The faculty at the Massachusetts Institute of Technology (MIT) has announced that a year after the faculty adopted a policy to open access to their scholarly articles, many scholarly publishers have confirmed their support. More than 850 articles have been added to the MIT Open Access articles collection in the MIT Libraries’ digital repository, DSpace@MIT, where they are freely available on the web.

Publishers who are supporting the MIT policy include American Economic Association, American Institute of Physics, American Mathematical Society, Beilstein-Institut, BioMed Central, Hindawi Publishing, The Institution of Engineering and Technology (IET), The Optical Society of America (OSA), Public Library of Science (PLoS) and the University of California Press, among others. Many of these publishers allow the MIT Libraries to capture copies of the final published PDF for deposit, so that authors do not need to take any action in order to have their articles openly accessible.

In a move aimed at broadening access to the institution’s research and scholarship, MIT faculty, in March 2009, voted to make their scholarly articles available to the public for free and open access on the web. The MIT Libraries, with the guidance of the Faculty Committee on the Library System, continue to work with MIT faculty to help further the policy’s goal of broadening access to MIT’s research and scholarship.

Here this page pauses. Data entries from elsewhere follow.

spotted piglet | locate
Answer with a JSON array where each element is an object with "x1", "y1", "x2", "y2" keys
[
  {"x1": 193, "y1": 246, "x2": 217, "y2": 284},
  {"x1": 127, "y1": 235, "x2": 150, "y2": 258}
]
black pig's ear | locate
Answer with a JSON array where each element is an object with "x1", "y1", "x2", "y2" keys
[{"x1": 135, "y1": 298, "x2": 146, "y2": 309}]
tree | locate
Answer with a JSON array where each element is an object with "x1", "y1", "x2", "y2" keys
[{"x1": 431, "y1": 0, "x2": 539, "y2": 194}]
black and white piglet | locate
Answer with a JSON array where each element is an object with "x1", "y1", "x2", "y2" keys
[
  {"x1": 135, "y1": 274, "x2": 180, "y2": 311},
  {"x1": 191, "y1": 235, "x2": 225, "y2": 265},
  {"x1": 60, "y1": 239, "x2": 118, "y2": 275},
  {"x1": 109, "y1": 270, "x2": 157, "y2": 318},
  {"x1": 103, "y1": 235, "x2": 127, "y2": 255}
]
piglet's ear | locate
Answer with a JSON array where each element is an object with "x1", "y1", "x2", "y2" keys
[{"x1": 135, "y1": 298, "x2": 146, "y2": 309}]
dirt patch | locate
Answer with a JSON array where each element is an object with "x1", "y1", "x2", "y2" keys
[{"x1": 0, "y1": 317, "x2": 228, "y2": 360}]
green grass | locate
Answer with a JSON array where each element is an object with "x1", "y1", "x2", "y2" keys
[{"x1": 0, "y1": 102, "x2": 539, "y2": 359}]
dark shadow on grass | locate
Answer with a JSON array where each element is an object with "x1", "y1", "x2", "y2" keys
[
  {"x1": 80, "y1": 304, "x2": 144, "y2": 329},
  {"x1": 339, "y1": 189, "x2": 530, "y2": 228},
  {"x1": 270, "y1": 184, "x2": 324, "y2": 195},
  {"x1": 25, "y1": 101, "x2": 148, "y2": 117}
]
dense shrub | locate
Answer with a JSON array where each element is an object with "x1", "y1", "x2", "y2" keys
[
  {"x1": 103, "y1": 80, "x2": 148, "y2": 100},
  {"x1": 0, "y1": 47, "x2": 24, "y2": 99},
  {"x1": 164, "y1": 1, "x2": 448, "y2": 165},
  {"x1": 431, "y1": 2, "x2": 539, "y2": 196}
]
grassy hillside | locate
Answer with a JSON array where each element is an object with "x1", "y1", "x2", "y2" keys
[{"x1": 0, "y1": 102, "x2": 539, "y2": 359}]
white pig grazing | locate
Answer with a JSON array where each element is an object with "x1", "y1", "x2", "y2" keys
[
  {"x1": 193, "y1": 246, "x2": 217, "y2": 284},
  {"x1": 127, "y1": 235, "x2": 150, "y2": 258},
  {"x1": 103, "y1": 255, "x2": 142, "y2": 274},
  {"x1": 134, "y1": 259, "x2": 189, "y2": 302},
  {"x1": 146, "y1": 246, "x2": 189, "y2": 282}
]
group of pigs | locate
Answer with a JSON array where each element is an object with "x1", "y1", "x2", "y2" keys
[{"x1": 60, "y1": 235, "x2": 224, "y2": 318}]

Search for more open access related information

Click here"

Source: Knowledgespeak Newletter 3/22/10

NIH Open Access Policy — SPARC enews

The Open Access Policy proposed by the National Institutes of Health has been made permanent.

To read more about the policy see the entry 

Here is the 1st paragraph:

"Washington, D.C. – March 12, 2009 – President Obama yesterday signed into law the 2009 Consolidated Appropriations Act, which includes a provision making the National Institutes’ of Health (NIH) Public Access Policy permanent. The NIH Revised Policy on Enhancing Public Access requires eligible NIH-funded researchers to deposit electronic copies of their peer-reviewed manuscripts into the National Library of Medicine’s online archive, PubMed Central (PMC). Full texts of the articles are made publicly available and searchable online in PMC no later than 12 months after publication in a journal."

Source: the SPARC enews which comes out monthly from The Scholarly Publishing & Academic Resources Coalition.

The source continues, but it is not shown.